Mary Whiton Calkins Mary Whiton Calkins was the 14th President of APA and the first woman to serve in that office. Although she earned her PhD at Harvard under William James, Calkins was refused the degree by the Harvard Corporation (who continues to refuse to grant the degree posthumously) on the grounds that Harvard did not accept women. This, despite the praise of all who worked with her, including the German-American psychologist Hugo Münsterberg who wrote that she was the strongest student in his laboratory since he had arrived at Harvard. Now, Calkins is considered as one the most important first-generation American psychologists. She established one of the first psychological laboratories in the country at Wellesley College, she published four books and over a hundred papers in psychology and philosophy, and she was ranked 12th in a list of the 50 most eminent psychologists in the United States in 1903.

Although her dissertation was an experimental study of the association of ideas in which she initiated the paired-associates technique of studying memory, Calkins spent a large part of her career developing a system of scientific self psychology to which she was ardently committed.
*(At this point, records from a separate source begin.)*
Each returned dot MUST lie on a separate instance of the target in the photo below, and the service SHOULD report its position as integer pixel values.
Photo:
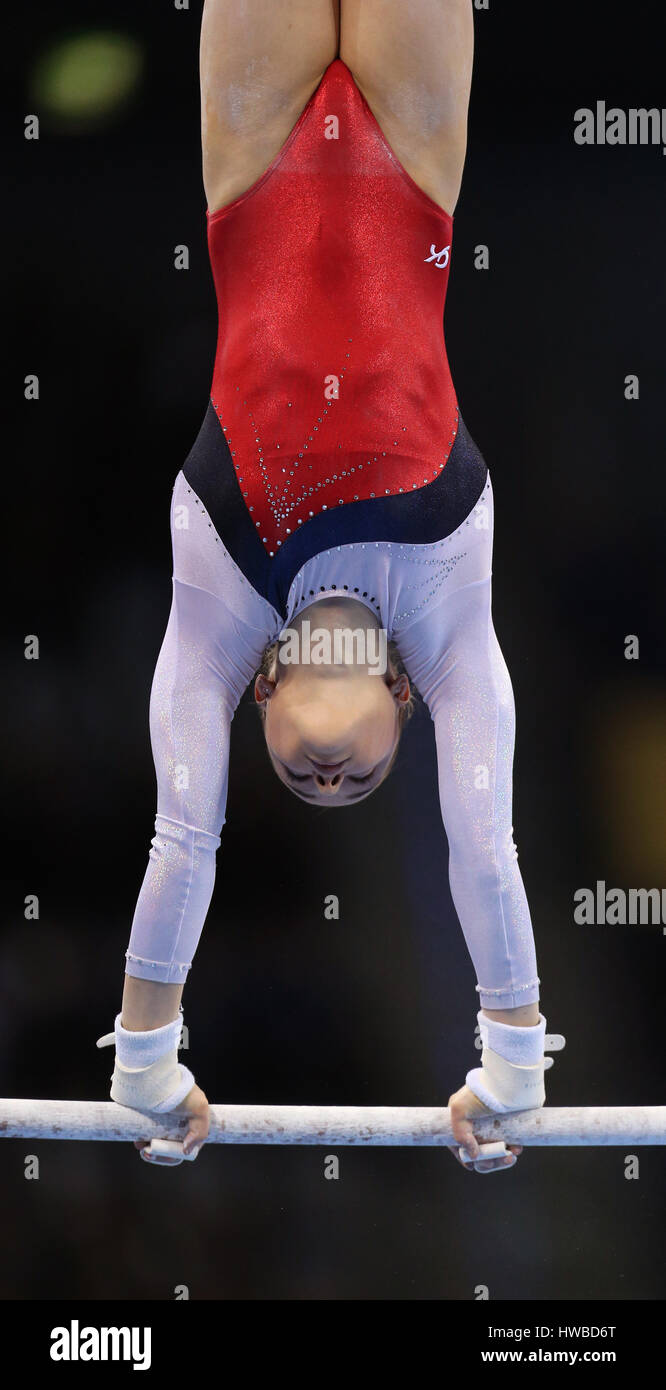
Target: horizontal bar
(337, 1125)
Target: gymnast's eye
(362, 781)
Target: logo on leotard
(437, 256)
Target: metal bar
(337, 1125)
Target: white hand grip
(492, 1150)
(167, 1148)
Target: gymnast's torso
(333, 420)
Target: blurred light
(88, 78)
(626, 779)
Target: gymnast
(333, 483)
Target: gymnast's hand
(196, 1107)
(465, 1107)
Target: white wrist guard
(148, 1075)
(510, 1076)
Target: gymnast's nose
(328, 776)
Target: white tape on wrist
(148, 1075)
(510, 1076)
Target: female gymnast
(333, 485)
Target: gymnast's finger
(198, 1111)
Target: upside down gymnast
(333, 481)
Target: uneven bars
(338, 1125)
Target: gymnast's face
(333, 727)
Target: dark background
(284, 1005)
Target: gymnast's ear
(399, 690)
(263, 688)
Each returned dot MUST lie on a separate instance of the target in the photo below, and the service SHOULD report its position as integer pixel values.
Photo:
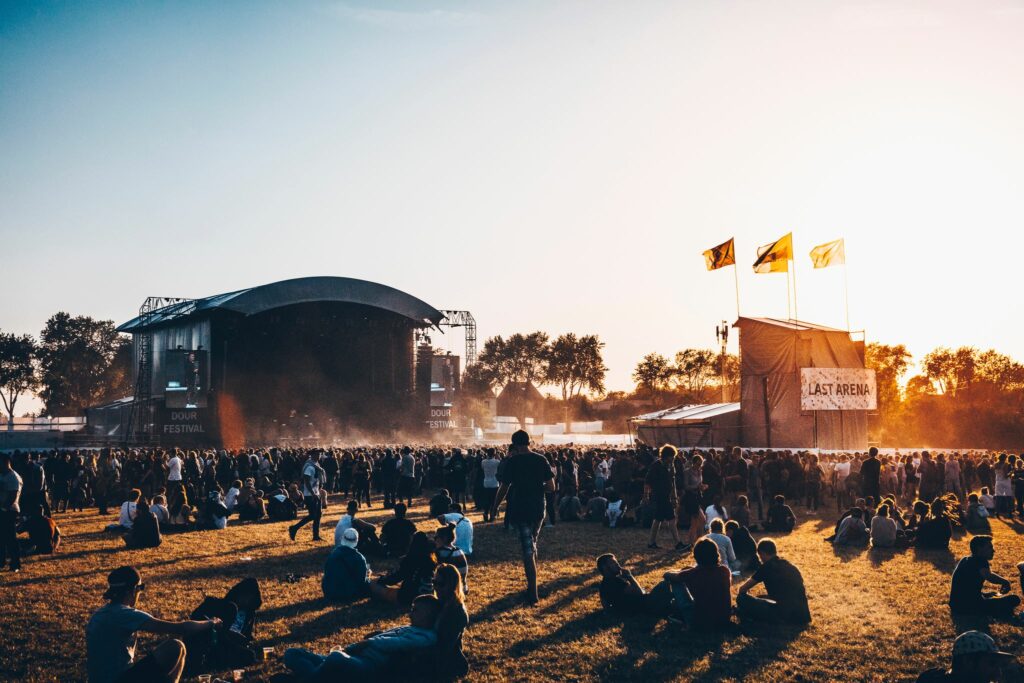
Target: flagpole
(796, 310)
(735, 274)
(788, 297)
(846, 288)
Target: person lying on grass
(110, 636)
(371, 658)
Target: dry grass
(878, 615)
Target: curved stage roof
(287, 292)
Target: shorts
(664, 510)
(143, 671)
(528, 532)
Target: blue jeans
(336, 666)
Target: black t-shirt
(526, 473)
(965, 590)
(660, 479)
(614, 596)
(785, 586)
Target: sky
(558, 166)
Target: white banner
(838, 389)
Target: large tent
(772, 352)
(710, 425)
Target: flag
(721, 256)
(830, 253)
(775, 257)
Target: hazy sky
(545, 165)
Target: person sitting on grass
(128, 510)
(622, 594)
(966, 596)
(44, 535)
(373, 658)
(709, 584)
(413, 577)
(883, 528)
(780, 517)
(397, 532)
(976, 658)
(852, 530)
(110, 636)
(935, 531)
(743, 546)
(724, 544)
(786, 600)
(145, 530)
(446, 552)
(463, 528)
(346, 572)
(369, 543)
(451, 662)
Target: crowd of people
(710, 502)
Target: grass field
(879, 615)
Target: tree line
(77, 361)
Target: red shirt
(712, 597)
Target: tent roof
(287, 292)
(799, 326)
(700, 413)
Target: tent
(686, 426)
(772, 352)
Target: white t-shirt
(231, 498)
(463, 530)
(127, 514)
(174, 469)
(310, 479)
(344, 524)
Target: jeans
(8, 540)
(335, 667)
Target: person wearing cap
(10, 492)
(976, 659)
(110, 636)
(966, 596)
(524, 478)
(346, 572)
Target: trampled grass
(879, 615)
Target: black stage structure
(334, 357)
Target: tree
(574, 364)
(520, 358)
(694, 370)
(890, 363)
(82, 361)
(17, 371)
(652, 374)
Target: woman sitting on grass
(414, 575)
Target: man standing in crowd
(786, 601)
(10, 493)
(524, 478)
(870, 474)
(660, 483)
(310, 494)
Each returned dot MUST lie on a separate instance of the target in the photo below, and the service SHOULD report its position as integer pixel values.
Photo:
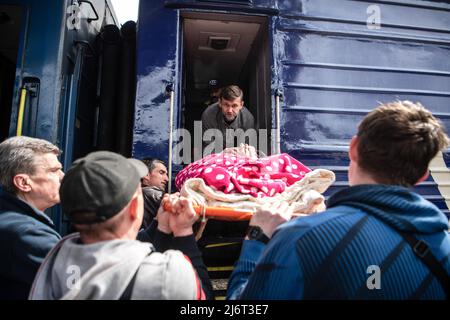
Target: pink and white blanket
(232, 173)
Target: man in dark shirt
(153, 188)
(228, 113)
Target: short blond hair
(398, 140)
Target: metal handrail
(278, 95)
(23, 97)
(170, 89)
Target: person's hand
(269, 217)
(163, 216)
(182, 217)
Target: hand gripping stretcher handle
(221, 213)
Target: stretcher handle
(219, 212)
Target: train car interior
(10, 28)
(229, 49)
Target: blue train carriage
(48, 71)
(310, 71)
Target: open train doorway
(221, 50)
(10, 28)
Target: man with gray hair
(30, 176)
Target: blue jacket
(331, 255)
(26, 236)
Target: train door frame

Calkins based her system on the conviction that the foundational unit of study for psychology should be the conscious self.  She defined personalistic introspective psychology as the study of conscious, functioning, experiencing selves that exist in relationship to others. In her autobiography, published in 1930, the year of her death, she attributed her conception of the self as social to the influence of Royce and James. She also wrote, “For with each year I live, with each book I read, with each observation I initiate or confirm, I am more deeply convinced that psychology should be conceived as the science of the self, or person, as related to its environment, physical and social” (Calkins, 1930, pp. 42-43).

Calkins was part of the controversy that arose over John Watson’s now famous  Psychological Bulletin article published in 1913, “Psychology as the Behaviorist Views It.” In the article he argued that introspection forms no part of scientific psychology. Calkins was opposed to the wholesale elimination of introspection as a psychological method, and remained certain that some psychological processes could be studied only by introspection. She pointed out that introspection is itself a method for studying behavior, especially complex behavior such as that of imagining, judging, and reasoning. However, she was sympathetic to Watson's observation that psychology had become too far removed from the problems of everyday life. All in all, Mary Whiton Calkins was a remarkable scientist, scholar, APA President, and human being.